The Southwest Organizing Project, for instance, conducted 60 one-on-one interviews with bus riders. The Northwest Side Housing Center had its youth council take the lead, distributing surveys about bus service in English and Spanish, and presenting bus report cards to the local alderman. The Westside Health Authority interviewed laborers commuting before dawn on sparsely served routes – then shared their stories with the CTA Board.

 

Northwest Side Housing Center youth meeting their alderman

 

All told, Active Trans and its partners collected 600 surveys from bus riders.

Emanuel announced he wouldn’t be seeking another mayoral term last September. This created an opening for Active Trans to put ideas for bus improvements in front of the new crop of politicians who would be setting the city’s policy agenda.

Leading up to the February 2019 municipal election, Active Transportation NOW – a branch of the organization that engages in electoral politics — sent all 14 mayoral candidates questionnaires including an ask to commit to 50 miles of transit-priority streets. They also met one-on-one with the candidates. “To be able to show them the report cards was a great visual aid,” said Gerasimenko.

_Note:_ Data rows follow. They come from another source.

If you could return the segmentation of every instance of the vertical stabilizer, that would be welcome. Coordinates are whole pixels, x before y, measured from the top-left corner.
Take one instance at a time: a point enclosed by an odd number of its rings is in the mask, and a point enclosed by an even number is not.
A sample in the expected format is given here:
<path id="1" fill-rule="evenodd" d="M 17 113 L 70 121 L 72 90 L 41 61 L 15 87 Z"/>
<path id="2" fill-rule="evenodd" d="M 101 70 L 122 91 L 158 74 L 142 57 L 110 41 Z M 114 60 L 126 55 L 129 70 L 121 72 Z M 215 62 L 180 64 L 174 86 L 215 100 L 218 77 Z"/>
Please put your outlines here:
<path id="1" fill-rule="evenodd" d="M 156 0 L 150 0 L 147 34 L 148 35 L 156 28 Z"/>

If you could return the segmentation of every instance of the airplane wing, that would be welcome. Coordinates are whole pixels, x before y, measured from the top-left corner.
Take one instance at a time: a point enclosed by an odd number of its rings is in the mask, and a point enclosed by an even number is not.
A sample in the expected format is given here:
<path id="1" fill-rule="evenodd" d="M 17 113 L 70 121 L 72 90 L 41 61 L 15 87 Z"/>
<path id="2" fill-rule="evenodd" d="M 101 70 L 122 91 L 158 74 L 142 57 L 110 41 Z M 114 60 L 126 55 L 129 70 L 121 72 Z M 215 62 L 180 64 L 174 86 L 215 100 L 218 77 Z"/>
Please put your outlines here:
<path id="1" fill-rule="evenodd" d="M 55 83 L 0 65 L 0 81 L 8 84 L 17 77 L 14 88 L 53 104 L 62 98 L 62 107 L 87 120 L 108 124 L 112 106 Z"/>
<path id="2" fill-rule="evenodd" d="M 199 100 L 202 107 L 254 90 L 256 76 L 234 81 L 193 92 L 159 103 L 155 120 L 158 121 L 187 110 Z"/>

On January 15, Active Trans hosted a mayoral forum with the Pilsen Alliance, one of its neighborhood partners. Eight of the 14 candidates attended, including Lori Lightfoot, now competing with Toni Preckwinkle in the run-off election. “That showed them you can fill a room with people because they care about bus service,” said Gerasimenko, “and that was powerful.”

 

Toni Preckwinkle, left, and Lori Lightfoot will head into a run-off election April 2nd

 

With either Lightfoot or Preckwinkle headed to City Hall, the next mayor will be less focused on a fantasy tunnel to O’Hare, and more concerned with improving the bus service that hundreds of thousands of Chicagoans ride every day. Both candidates have endorsed the Active Trans target of adding 50 miles of transit priority streets.

“We can imagine a more exciting future for buses,” said Gerasimenko. “Service doesn’t have to be the crowded, late, unreliable experience we’ve all come to know and expect.”